Haine : Vous connaissez la formule : dans
les périodes de grandes tensions internationales qui, parfois, endorment la
vigilance, il se produit dans l’Histoire – avec sa grande H – des événements terrifiants
et pourtant si prévisibles.
Ainsi en est-il des attaques criminelles du Hamas
contre les localités israéliennes de « l’enveloppe » de la bande de
Gaza. Beaucoup de sidération, bien sûr. Et un sentiment de désolation et de
cauchemar par le moment choisi, l’ampleur et l’audace inédites de l’opération
et la dévastation qu’elle a provoquée, ainsi que, côté israélien, par la totale
incurie des renseignements militaires et civils (Shin Beth) et le désarroi
initial des forces de défense.
Autant le dire : depuis des années, avec
l’épuisement des accords d’Oslo conclus il y a tout juste, trente ans, les
regards (pas les nôtres) s’étaient quelque peu détournés d’un conflit
israélo-palestinien jugé sans issue. Un peu partout dans le monde, la tentation
de l’occultation s’était imposée, au point de laisser les mains libres au
gouvernement israélien d’extrême droite, sachant qu’avait échoué, dans les
esprits, cette tentative de paix entre Israéliens et Palestiniens reposant sur
un partage honorable de cette terre disputée.

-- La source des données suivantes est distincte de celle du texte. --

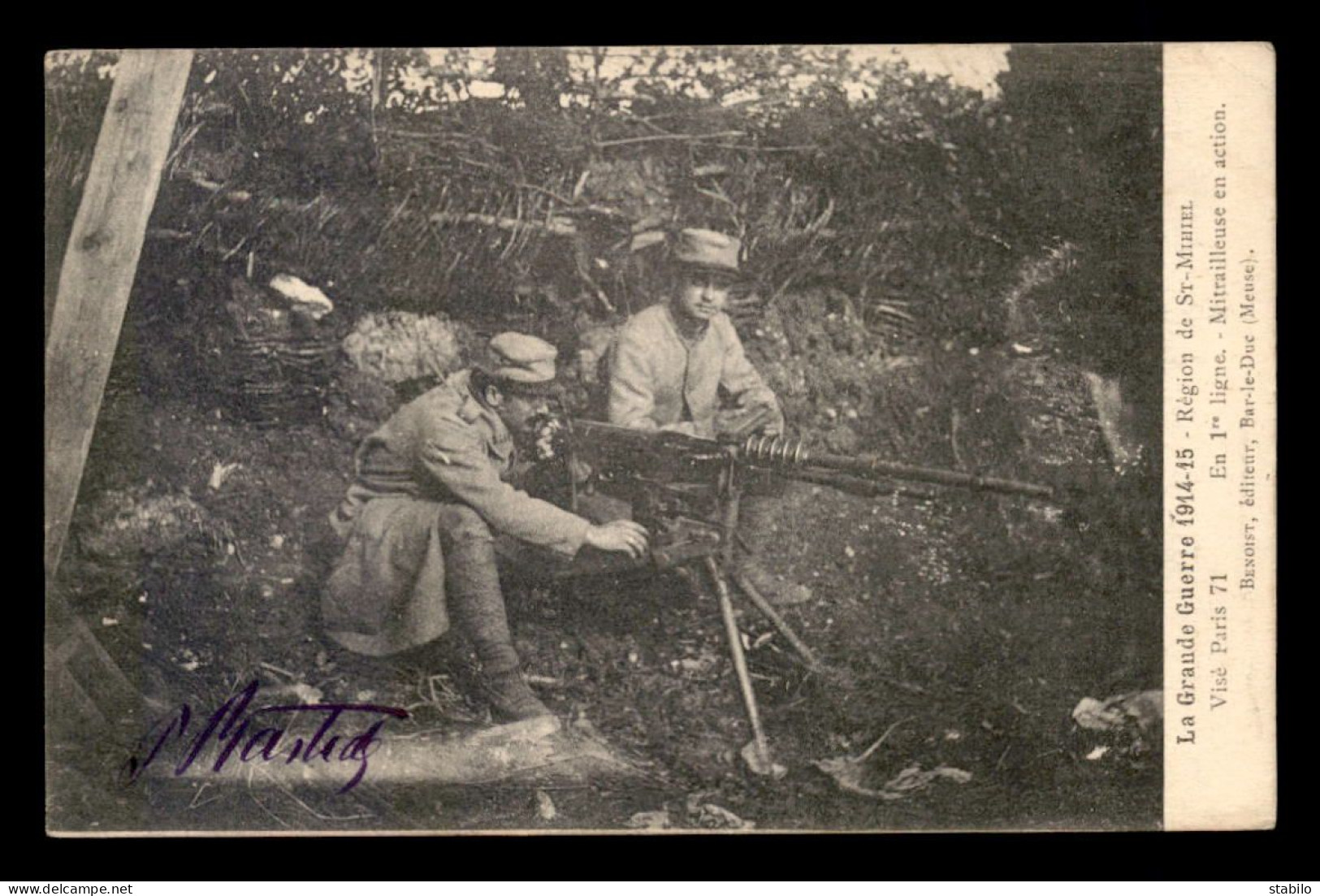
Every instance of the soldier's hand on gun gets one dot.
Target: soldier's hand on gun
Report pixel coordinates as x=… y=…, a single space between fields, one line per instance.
x=621 y=536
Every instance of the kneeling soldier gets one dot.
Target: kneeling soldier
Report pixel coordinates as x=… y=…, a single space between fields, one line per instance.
x=422 y=517
x=675 y=361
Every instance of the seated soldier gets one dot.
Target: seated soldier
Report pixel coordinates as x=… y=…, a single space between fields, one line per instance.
x=420 y=520
x=672 y=361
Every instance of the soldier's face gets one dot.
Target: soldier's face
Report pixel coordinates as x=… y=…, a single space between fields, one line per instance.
x=703 y=295
x=517 y=411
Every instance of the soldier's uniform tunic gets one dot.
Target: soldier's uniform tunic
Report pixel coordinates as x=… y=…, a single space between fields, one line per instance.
x=663 y=379
x=420 y=516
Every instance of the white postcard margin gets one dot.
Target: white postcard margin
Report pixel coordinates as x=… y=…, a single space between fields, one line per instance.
x=1220 y=437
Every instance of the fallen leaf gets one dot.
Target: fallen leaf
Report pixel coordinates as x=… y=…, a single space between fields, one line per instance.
x=658 y=820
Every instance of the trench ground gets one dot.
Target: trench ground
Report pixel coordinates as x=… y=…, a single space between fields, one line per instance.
x=967 y=627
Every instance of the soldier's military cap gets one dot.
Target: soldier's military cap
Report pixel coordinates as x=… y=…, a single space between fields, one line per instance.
x=521 y=361
x=708 y=249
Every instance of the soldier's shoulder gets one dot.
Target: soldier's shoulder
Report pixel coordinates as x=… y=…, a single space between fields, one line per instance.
x=647 y=319
x=724 y=325
x=445 y=404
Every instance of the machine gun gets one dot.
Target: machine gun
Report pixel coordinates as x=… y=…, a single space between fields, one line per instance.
x=682 y=487
x=686 y=490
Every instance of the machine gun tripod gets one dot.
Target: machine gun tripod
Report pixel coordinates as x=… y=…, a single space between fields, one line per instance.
x=663 y=473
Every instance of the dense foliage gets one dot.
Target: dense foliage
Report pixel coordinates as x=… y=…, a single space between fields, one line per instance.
x=918 y=198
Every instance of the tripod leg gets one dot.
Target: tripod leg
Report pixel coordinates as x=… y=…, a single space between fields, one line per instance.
x=777 y=621
x=726 y=610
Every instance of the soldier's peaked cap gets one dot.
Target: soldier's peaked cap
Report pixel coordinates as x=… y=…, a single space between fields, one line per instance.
x=521 y=361
x=708 y=249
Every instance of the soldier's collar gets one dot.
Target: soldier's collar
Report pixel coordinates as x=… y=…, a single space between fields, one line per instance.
x=686 y=327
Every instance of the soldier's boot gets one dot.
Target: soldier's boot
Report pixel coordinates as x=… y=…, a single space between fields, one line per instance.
x=756 y=528
x=510 y=697
x=477 y=608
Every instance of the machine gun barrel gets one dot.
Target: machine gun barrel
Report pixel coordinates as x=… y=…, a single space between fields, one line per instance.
x=647 y=452
x=785 y=454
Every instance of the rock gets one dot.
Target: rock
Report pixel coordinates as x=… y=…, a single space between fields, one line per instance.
x=124 y=526
x=658 y=820
x=400 y=346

Une paix d’autant plus illusoire que, pendant la même
période, la colonisation israélienne de la Cisjordanie n’a cessé de s’étendre,
avec son lot d’exactions semeur de haine.
Escalade : Il était de même illusoire – la preuve
– d’accorder du crédit à l’Autorité palestinienne de Mahmoud Abbas,
87 ans, unique interlocuteur d’Israël et de la communauté internationale,
ce dernier ayant fini de perdre tout crédit à force d’impuissance, d’impéritie
ou encore, dans le cas de son dirigeant, de saillies sinistrement antisémites
et du mirage de la terreur et de la guerre.
Le Hamas a désormais tout perdu et l’escalade en cours
ne s’arrêtera pas demain. Terrorisme, crimes de guerre… qu’importent les mots
quand l’ignominie s’accorde avec l’impensable. Reste une première vérité :
le Hamas n’est pas la Palestine ni le peuple palestinien.
Peut-on encore critiquer les politiques
des gouvernements israéliens ?
Anathème : Avec une organisation islamiste
meurtrière d’un côté et une politique israélienne qui ne l’est pas moins de
l’autre, tous les éléments d’une déflagration étaient donc en place. Reste une
seconde vérité : face à de tels faits, qui menacent une nouvelle fois le
Proche-Orient tout entier, pourra-t-on encore, demain, continuer de critiquer
les politiques iniques des gouvernements israéliens sans être traités
continuellement d’« antisémites » ?
Le bloc-noteur et éditorialiste, comme de nombreux
journalistes de l’Humanité, a souvent subi l’immonde anathème.
Cette qualification, en contradiction avec les combats personnels et collectifs
de la plupart de ceux qui en sont accusés, se veut infâme et déshonorante.
Depuis de nombreuses années, combien d’élus français de gauche ont-ils été
refoulés d’Israël en raison de leur soutien à la campagne BDS ?
N’oublions pas que, en 2010, en publiant son
virulent À un ami israélien (Flammarion), Régis Debray en
personne fut outragé parce qu’il avait osé écrire, par exemple, à son
propos : « Si ce bonhomme nous critique, c’est qu’il est
dépourvu de « l’ahavat Israël », il n’aime pas notre peuple. Tout le
reste en découle. Passons. » Rappelons que, en 2011, Stéphane
Hessel fut lui aussi victime d’une campagne scandaleuse et d’un procès en
« antisémitisme » pour des raisons identiques, ce qui avait suscité
un appel de soutien au vieil homme, publié dans l’Humanité et Libération, cosigné
notamment par Alain Badiou, Étienne Balibar, Ivar Ekeland, Jean-Marc
Lévy-Leblond, Marie-José Mondzain, Jacques Rancière, Emmanuel
Terray, etc., dans lequel on pouvait lire : « Un homme
qui a dédié toute sa vie au combat pour la liberté se voit ainsi interdit de
parole pour avoir rappelé les droits du peuple palestinien. »
Critiquer l’extrémisme des pouvoirs israéliens qui
violent depuis des décennies tous les chapitres du droit international serait
donc systématiquement de l’antisémitisme ? Cette idée, hors de toute
raison, est devenue un lieu commun. Et honnir le Hamas fait-il de nous des
xénophobes anti-arabes ? Honte à ce type de propagande.